Japanese scientists Isamu Akasaki and Hiroshi Amano and American Shuji Nakamura won the 2014 Nobel Prize for physics for inventing the LED, an energy efficient and environmentally-friendly light source, the award-giving body said today.
The Royal Swedish Academy of Sciences said the invention is just 20 years old, “but it has already contributed to create white light in an entirely new manner to the benefit of us all.”
The blue LED is a new energy-efficient and environment-friendly light source. In the spirit of Alfred Nobel the Prize rewards an invention of greatest benefit to mankind; using blue LEDs, white light can be created in a new way. With the advent of LED lamps we now have more long-lasting and more efficient alternatives to older light sources.
When the three researchers produced bright blue light beams from their semi-conductors in the early 1990s, they triggered a fundamental transformation of lighting technology. Red and green diodes had been around for a long time but without blue light, white lamps could not be created. Despite considerable efforts, both in the scientific community and in industry, the blue LED had remained a challenge for three decades.
They succeeded where everyone else had failed. Akasaki worked together with Amano at the University of Nagoya, while Nakamura was employed at Nichia Chemicals, a small company in Tokushima (Japan). Their inventions were revolutionary. Incandescent light bulbs lit the 20th century; the 21st century will be lit by LED lamps.
Isamu Akasaki
The laureates triggered a transformation of lighting technology when they produced bright blue light from semiconductors in the 1990s, something scientist had struggled with for decades, the Nobel committee said.
Using the blue light, LED lamps emitting white light could be created in a new way.

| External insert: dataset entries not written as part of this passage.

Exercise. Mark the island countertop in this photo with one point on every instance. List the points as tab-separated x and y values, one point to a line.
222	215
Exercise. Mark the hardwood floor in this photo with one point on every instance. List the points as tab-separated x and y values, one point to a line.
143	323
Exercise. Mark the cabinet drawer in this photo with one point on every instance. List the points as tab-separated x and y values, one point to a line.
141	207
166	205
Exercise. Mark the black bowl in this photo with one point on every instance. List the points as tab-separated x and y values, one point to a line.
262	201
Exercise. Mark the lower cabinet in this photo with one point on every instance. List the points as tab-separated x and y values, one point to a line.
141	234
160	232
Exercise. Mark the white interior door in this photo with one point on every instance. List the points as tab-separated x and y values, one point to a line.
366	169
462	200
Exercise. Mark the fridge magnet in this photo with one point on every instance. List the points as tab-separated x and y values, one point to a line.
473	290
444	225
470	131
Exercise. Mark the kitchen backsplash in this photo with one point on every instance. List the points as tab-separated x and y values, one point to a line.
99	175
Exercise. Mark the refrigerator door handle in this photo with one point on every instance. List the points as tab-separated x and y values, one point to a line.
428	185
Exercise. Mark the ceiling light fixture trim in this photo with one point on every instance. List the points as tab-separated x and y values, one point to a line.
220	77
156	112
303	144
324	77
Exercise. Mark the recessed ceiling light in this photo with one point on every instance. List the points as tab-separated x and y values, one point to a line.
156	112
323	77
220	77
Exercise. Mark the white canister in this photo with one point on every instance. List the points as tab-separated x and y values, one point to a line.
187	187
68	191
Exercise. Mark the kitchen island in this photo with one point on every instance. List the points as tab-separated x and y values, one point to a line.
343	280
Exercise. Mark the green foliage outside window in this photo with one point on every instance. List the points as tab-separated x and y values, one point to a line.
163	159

Nakamura, who spoke to reporters in Stockholm over a crackling telephone line after being woken up by the phone call from the prize jury, said it was an amazing, and unbelievable feeling. The three Laureates will share SEK 8 million in prize money.

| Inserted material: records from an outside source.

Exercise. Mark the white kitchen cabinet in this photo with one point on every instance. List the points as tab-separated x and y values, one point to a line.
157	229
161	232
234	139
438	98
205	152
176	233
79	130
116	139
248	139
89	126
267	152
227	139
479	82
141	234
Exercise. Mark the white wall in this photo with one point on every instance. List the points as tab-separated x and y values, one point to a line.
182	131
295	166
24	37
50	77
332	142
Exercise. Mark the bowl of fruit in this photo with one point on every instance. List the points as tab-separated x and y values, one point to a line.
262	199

The Optical Society (OSA) today congratulated OSA Member Hiroshi Amano, Isamu Akasaki and Shuji Nakamura for being awarded the 2014 Nobel Prize in Physics. Amano joins 31 other OSA members who have been awarded a Nobel Prize in Physics, Chemistry or Physiology/Medicine over the course of OSA’s nearly 100-year history.
On Monday, US-British scientist John O’Keefe split the Nobel Prize in medicine with Norwegian couple May-Britt Moser and Edvard Moser for breakthroughs in brain cell research that could pave the way for a better understanding of diseases like Alzheimer’s.
Last year’s Nobel Prize in physics award went to Britain’s Peter Higgs and Belgian colleague Francois Englert for helping to explain how matter formed after the Big Bang.